Malware wykorzystujący kody odpowiedzi HTTP do komunikacji z serwerem C2

Zespół specjalistów z Kaspersky odkrył i opisał nową, usprawnioną wersję popularnego malware COMpfun. Malware ten jest z kategorii Remote Access Trojan (RAT) i wykorzystywany jest prawdopodobnie przez grupę Turla APT, która atakuje podmioty dyplomatyczne w Europie.
Początkowo malware ten podszywał się pod legalną aplikację Visa, która faktycznie instaluje aplikację płatniczą, ale oprócz tego również trojana. Co, przykuło naszą uwagę to dwie nowe funkcjonalności w tej wersji wirusa. Po pierwsze, gdy do zainfekowanego systemu zostanie podłączone wymienne urządzenie USB, to COMpfun będzie próbował zaszyć się na nim w celu przeniesienia się na więcej urządzeń. Drugą ciekawą funkcją jest wykorzystanie status kodów HTTP/HTTPS do zdalnego sterowania malware.

Autor: Kapitan Hack Data dodania: 21 maj 2020 08:53 3 min czytania

Sam malware COMpfun obserwowany jest w cyberatakach od 2014 roku. Wyposażony w podstawowe moduły do szpiegowania i eksfiltracji danych takie jak keylogger czy przechwytywanie ekranu i atakuje kluczowe podmioty polityczne i gospodarcze w Europie. Z jaką skutecznością – tego do końca nie wiemy. Jednak to aktualizacja trojana, zwana „Reduktor” wywołała ostatnio spore zamieszanie w środowisku cyberbezpieczeństwa. Oprócz automatycznej propagacji na podłączone urządzenia po USB, teraz trojan zdolny jest do odbierania i wykonywania poleceń osoby atakującej, która przesyła rozkazy w postaci kodów stanu HTTP. Ta innowacyjna metoda powoduje, że ruch od serwera C2 jest uznawany za normalne działanie i zwracanie standardowych odpowiedzi serwera HTTP.

„Zaobserwowaliśmy interesujący protokół komunikacyjny C2 wykorzystujący rzadkie kody statusu HTTP / HTTPS”- powiedzieli specjaliści z Kaspersky. „Kilka kodów statusu HTTP (422–429) z klasy „błąd klienta” informuje trojana, co operator żąda, aby wykonał. Po tym, jak serwer Command & Control wyśle status „Wymagana płatność” (402), wszystkie wcześniej odebrane polecenia zostaną wykonane.”

Kody statusu HTTP to znormalizowane wiadomości wysyłane przez serwer w odpowiedzi na żądanie klienta.
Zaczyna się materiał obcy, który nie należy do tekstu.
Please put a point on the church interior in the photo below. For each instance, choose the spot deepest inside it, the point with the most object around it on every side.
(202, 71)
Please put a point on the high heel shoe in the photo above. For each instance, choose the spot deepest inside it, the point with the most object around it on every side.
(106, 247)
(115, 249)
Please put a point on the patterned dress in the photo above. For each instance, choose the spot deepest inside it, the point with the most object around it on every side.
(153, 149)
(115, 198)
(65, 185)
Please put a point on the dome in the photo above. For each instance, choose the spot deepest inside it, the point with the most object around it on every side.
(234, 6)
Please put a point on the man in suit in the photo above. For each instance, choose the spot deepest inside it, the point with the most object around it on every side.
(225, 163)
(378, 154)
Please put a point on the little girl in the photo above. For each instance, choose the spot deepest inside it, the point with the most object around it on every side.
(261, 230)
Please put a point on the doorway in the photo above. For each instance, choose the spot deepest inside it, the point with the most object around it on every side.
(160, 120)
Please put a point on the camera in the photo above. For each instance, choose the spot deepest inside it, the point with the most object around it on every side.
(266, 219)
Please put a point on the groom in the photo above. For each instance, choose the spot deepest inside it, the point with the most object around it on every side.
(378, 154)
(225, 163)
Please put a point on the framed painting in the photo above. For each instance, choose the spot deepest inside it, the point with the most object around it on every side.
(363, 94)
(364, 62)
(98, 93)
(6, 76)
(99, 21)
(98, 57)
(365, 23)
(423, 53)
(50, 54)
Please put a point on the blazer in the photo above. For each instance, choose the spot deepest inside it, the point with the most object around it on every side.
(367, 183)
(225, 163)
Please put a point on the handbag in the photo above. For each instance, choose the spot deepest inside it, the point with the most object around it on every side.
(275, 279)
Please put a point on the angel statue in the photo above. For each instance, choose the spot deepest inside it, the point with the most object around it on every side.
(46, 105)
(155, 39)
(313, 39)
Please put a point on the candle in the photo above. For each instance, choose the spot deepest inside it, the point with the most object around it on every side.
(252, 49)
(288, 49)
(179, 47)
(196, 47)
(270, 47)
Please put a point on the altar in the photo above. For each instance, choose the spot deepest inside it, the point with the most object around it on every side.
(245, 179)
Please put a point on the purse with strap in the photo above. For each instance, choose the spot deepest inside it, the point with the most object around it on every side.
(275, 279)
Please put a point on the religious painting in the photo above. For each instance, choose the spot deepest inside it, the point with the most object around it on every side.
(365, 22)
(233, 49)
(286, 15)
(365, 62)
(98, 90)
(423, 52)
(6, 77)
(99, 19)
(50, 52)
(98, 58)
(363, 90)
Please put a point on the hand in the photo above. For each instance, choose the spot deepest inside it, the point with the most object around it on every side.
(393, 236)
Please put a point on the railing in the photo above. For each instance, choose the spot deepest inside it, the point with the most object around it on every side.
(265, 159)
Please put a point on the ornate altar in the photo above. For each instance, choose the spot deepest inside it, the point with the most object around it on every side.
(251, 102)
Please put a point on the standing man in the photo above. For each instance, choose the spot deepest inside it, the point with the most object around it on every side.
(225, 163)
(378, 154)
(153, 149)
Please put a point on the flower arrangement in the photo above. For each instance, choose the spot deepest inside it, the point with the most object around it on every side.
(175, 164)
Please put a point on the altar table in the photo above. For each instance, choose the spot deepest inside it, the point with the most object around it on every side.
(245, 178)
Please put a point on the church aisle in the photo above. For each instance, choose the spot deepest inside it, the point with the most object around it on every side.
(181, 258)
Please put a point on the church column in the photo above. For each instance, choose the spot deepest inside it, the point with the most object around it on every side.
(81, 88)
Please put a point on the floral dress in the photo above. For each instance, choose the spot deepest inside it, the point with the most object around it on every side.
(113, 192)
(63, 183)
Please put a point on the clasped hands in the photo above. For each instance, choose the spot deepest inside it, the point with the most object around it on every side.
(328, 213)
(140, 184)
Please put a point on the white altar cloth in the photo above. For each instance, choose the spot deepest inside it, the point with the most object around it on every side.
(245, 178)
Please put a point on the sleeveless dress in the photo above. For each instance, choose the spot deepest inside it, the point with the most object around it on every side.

Atakujący wydając polecenia zdalne w postaci tych kodów, zaciemnia wykrycie szkodliwej aktywności podczas skanowania i analizy ruchu sieciowego.

Aby wyeksportować skradzione dane do C2 przez HTTP / HTTPS, szkodliwe oprogramowanie wykorzystuje szyfrowanie RSA. Aby ukryć dane lokalnie, trojan implementuje kompresję LZNT1 i jednobajtowe szyfrowanie XOR.

Operatorzy tego szkodliwego oprogramowania nadal koncentrują się na placówkach dyplomatycznych i wybierają zainfekowaną aplikację związaną z płatnością Visa. Nie wykluczone jednak, że rozszerzą swoją działalność na inne cele oraz zmienią wektor ataku. Programiści odpowiedzialni za COMpfun wykazali się inwencją i zaimplementowali metodę, która jest w stanie przechytrzyć większość sieciowych narzędzi do bezpieczeństwa. Warto znać takie zagrożenia i być na nie przygotowanym.